Battlefield is a village and suburb of the town of Shrewsbury in Shropshire, England. It is 3 mi north of the town centre. The village is today split between three civil parishes - Shrewsbury, Astley and Bomere Heath and District.

==Battle of Shrewsbury==

It was roughly here that the Battle of Shrewsbury of 1403 took place. A church, commonly known as "Battlefield Church", but officially St. Mary Magdalene Church, was built in memory of the thousands who died.

Today the Battlefield Heritage Park is a visitor attraction, commemorating and interpreting the battle site.

==Modern day Battlefield==
The A49 runs through Battlefield, on its way from Shrewsbury to Whitchurch, as does the Welsh Marches Line (the Shrewsbury to Crewe railway line). The A53 begins its route at Battlefield.

Battlefield has two pubs.
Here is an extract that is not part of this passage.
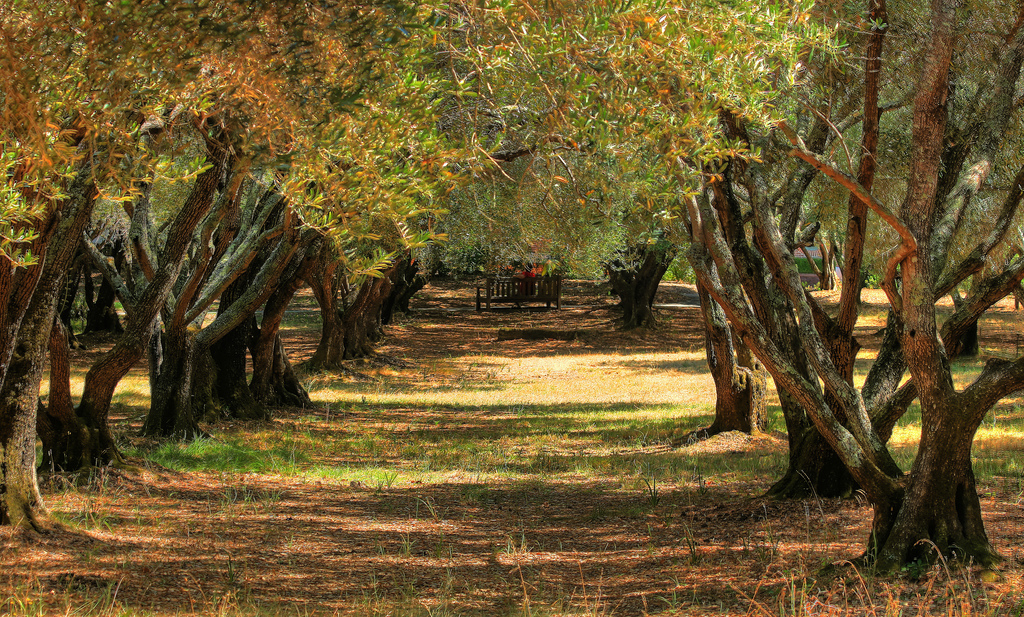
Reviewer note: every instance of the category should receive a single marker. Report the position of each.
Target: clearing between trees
(459, 474)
The Red Lion is the elder pub, and The Two Henrys is to the north of the Battlefield roundabout, as is St Mary Magdalene's Church, which lies just off the A49.

===Expansion of Shrewsbury===
The town of Shrewsbury has over the past 10 years grown substantially in this area and the village is now part of the town. It is however split by a large Shrewsbury bypass roundabout ("Battlefield Roundabout"), one of the busiest in the county town.
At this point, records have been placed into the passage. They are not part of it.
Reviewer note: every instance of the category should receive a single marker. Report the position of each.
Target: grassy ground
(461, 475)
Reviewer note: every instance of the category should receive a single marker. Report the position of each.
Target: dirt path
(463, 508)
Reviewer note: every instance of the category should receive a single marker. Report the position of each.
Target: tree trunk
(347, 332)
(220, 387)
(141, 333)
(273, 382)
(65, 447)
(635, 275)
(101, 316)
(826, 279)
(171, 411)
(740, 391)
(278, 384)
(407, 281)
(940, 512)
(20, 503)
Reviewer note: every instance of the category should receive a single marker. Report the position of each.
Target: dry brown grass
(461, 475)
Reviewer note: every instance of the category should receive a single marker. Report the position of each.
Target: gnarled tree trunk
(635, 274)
The new Shrewsbury livestock market and a small hotel and service station has been built just off the A53 near the Battlefield Roundabout.

An industrial and business estate, the Battlefield Enterprise Park, has grown up in between the older Shrewsbury suburb of Harlescott and Battlefield. It is located on the site of the Battle of Shrewsbury and the village of Battlefield is nearby. A large part of the battlefield is, however, protected as a heritage site. Even so, the Battlefield Link Road (the A5124) runs straight through it and a car park has been built for visitors. The first businesses moved in during the mid-1990s, though the park became more established later that decade when the Battlefield Link Road, the A5124, was built. The park is near the A49 and A53 and it is also adjacent to the Welsh Marches Line.

==Governance==
Battlefield is as an electoral ward of Shrewsbury Town Council and also Shropshire Council. The population of this ward at the 2011 census was 4,193.

In 1931 the civil parish had a population of 204. On 1 April 1934 the parish was abolished and merged with Albrighton and Shrewsbury.